Wa are traditional sailing outrigger canoes of the Caroline Islands, which also includes Palau and Yap. [1] They have a single outrigger. [1] [2] They are similar to the sakman of the Northern Marianas.
Wa are proa — vessels with identical bow and stern, allowing the craft to reverse without turning. [A] They are made from hewn-out hulls, typically breadfruit trunks, [B] with single wide top-strakes, and carved head and stern pieces. [C] Sails are lateen rigged [D] and were traditionally made of pandanus mat sailcloth. [6] Benjamin Morrell recorded in the 1830s that sails were "made in small pieces of about three feet square, sewed together. In cutting the sail to its proper shape, the pieces which come off one side answer to go on the other; this gives it the proper form, and causes the halliards to be bent on in the middle of the yard." [E] After World War II sails switched to canvas, and after 1973 the use of dacron began to increase. [F]
Early accounts agreed upon "a lee-platform on the side opposite to the outrigger-frame, which also has a large platform of poles laid athwart its booms, whereon men are stationed to counterbalance any excessive heeling over toward the lee side when the wind increases in force". [2] The windward float stabilizes the craft.
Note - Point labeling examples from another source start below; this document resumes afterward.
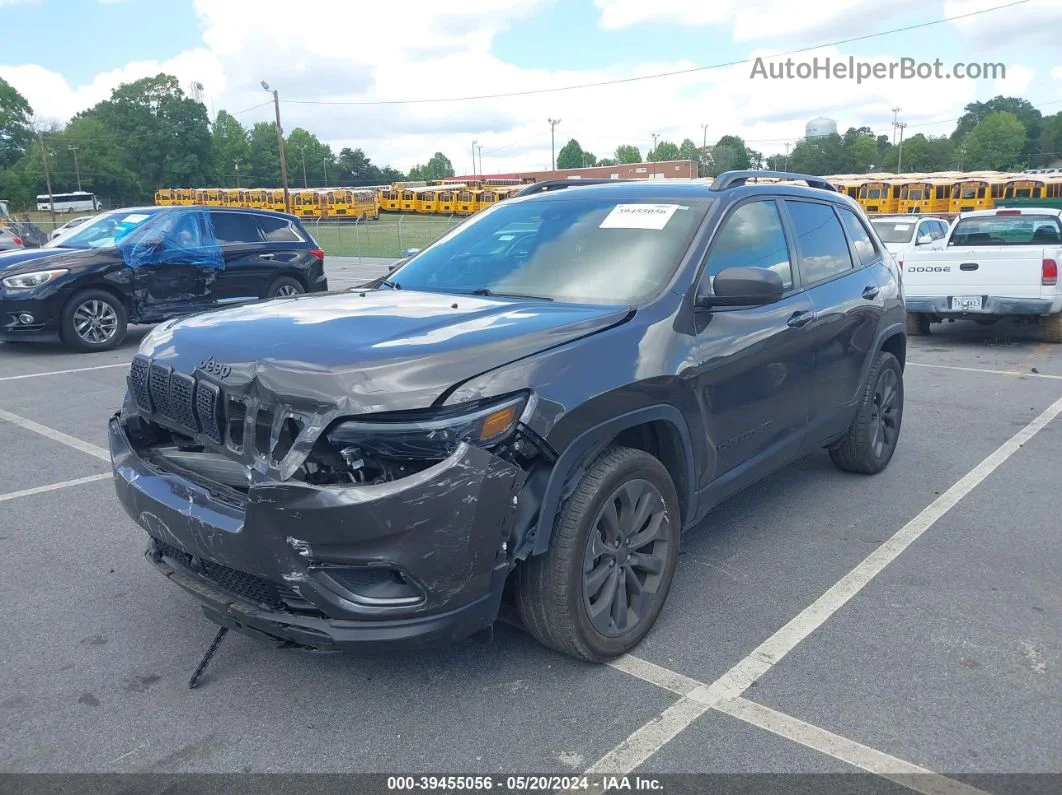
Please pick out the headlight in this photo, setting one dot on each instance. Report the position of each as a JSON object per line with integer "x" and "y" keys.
{"x": 430, "y": 437}
{"x": 30, "y": 280}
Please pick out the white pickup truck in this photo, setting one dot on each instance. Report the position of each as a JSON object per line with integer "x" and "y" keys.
{"x": 993, "y": 264}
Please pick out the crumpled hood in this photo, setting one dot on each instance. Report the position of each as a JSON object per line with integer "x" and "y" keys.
{"x": 366, "y": 351}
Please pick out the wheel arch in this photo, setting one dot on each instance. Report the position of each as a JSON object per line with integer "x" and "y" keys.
{"x": 661, "y": 430}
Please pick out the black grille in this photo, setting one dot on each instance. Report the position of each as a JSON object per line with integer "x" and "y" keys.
{"x": 207, "y": 404}
{"x": 138, "y": 383}
{"x": 239, "y": 584}
{"x": 158, "y": 386}
{"x": 183, "y": 400}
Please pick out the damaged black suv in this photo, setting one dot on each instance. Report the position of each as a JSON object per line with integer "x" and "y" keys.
{"x": 545, "y": 398}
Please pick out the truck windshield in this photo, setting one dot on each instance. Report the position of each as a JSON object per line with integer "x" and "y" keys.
{"x": 1007, "y": 230}
{"x": 568, "y": 248}
{"x": 891, "y": 231}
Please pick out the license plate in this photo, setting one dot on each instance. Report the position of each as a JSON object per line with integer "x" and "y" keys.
{"x": 966, "y": 304}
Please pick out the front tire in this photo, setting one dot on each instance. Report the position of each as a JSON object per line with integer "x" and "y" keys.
{"x": 91, "y": 321}
{"x": 598, "y": 589}
{"x": 918, "y": 324}
{"x": 869, "y": 445}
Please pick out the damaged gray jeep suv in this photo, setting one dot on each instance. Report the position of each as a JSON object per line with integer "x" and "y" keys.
{"x": 543, "y": 399}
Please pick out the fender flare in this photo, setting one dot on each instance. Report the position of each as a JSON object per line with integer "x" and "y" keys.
{"x": 588, "y": 445}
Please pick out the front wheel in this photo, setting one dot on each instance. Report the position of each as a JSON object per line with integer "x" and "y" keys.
{"x": 598, "y": 589}
{"x": 93, "y": 320}
{"x": 870, "y": 442}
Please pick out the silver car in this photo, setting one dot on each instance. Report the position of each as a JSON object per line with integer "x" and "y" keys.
{"x": 10, "y": 239}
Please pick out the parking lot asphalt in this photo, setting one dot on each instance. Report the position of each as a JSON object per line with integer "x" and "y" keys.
{"x": 819, "y": 622}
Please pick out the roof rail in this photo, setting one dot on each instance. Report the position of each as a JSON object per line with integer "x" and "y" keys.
{"x": 736, "y": 178}
{"x": 548, "y": 185}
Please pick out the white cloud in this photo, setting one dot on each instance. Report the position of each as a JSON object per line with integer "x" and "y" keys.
{"x": 439, "y": 50}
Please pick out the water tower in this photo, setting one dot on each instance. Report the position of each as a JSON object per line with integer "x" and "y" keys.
{"x": 820, "y": 127}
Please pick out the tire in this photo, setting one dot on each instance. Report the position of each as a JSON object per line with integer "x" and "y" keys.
{"x": 861, "y": 450}
{"x": 551, "y": 590}
{"x": 285, "y": 287}
{"x": 1051, "y": 328}
{"x": 92, "y": 320}
{"x": 918, "y": 325}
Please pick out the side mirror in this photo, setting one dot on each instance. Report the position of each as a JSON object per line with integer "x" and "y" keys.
{"x": 742, "y": 287}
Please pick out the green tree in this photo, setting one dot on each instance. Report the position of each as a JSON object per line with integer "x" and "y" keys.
{"x": 995, "y": 143}
{"x": 230, "y": 147}
{"x": 570, "y": 156}
{"x": 16, "y": 135}
{"x": 664, "y": 151}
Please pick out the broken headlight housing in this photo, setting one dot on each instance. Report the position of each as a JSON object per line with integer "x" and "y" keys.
{"x": 421, "y": 436}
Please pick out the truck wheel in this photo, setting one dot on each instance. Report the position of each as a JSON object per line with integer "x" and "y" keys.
{"x": 599, "y": 588}
{"x": 1051, "y": 328}
{"x": 868, "y": 446}
{"x": 918, "y": 324}
{"x": 92, "y": 320}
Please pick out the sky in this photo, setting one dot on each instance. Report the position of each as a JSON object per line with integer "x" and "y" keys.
{"x": 346, "y": 70}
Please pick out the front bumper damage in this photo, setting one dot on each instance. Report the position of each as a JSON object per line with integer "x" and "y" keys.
{"x": 417, "y": 560}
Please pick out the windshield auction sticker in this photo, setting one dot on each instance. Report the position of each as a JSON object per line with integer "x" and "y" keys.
{"x": 638, "y": 217}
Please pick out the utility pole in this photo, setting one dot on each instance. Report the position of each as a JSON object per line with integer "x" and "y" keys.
{"x": 48, "y": 176}
{"x": 704, "y": 149}
{"x": 900, "y": 155}
{"x": 279, "y": 145}
{"x": 76, "y": 168}
{"x": 552, "y": 142}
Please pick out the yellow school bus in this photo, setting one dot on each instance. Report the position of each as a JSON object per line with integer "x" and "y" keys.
{"x": 926, "y": 195}
{"x": 977, "y": 192}
{"x": 468, "y": 202}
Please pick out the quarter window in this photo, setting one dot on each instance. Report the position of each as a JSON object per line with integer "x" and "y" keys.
{"x": 864, "y": 246}
{"x": 752, "y": 237}
{"x": 824, "y": 251}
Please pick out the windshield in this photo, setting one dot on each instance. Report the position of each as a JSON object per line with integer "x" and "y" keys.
{"x": 1007, "y": 230}
{"x": 890, "y": 231}
{"x": 103, "y": 231}
{"x": 589, "y": 249}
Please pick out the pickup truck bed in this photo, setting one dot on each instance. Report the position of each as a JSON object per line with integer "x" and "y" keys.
{"x": 994, "y": 264}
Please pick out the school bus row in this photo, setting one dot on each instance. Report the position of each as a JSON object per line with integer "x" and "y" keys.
{"x": 945, "y": 192}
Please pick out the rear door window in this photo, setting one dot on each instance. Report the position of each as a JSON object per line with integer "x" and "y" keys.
{"x": 823, "y": 247}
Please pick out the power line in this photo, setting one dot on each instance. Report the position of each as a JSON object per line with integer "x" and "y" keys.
{"x": 640, "y": 78}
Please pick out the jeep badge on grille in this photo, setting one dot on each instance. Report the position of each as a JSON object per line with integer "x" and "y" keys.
{"x": 211, "y": 367}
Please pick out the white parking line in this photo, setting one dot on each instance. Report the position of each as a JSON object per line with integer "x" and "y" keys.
{"x": 62, "y": 372}
{"x": 650, "y": 738}
{"x": 988, "y": 372}
{"x": 51, "y": 433}
{"x": 53, "y": 486}
{"x": 855, "y": 754}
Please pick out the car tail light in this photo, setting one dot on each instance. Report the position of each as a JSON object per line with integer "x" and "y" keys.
{"x": 1049, "y": 273}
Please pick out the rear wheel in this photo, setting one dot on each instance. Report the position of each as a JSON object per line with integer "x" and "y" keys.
{"x": 1051, "y": 327}
{"x": 868, "y": 446}
{"x": 93, "y": 320}
{"x": 285, "y": 287}
{"x": 918, "y": 324}
{"x": 599, "y": 588}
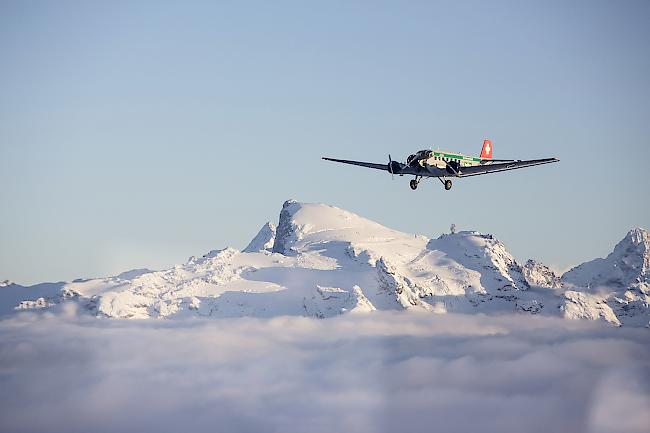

This occurs "by its weight rather than its buoyancy. When the float becomes submerged in a wave its increased drag swings the canoe slightly around into the wind, thereby relieving some of the wind pressure on the sail. The canoe slows down temporarily and allows the float to rise again." [G] This design feature also acts to reduce drift by tending to place the wind toward the beam or side of the craft. [H]
On Poluwat, the skill of canoe building is called héllap ("great rigging"), and different schools of canoe carpentry include hálinruk ("Rope of Truk") and hálinpátu ("Rope of the four Western Islands"). [I]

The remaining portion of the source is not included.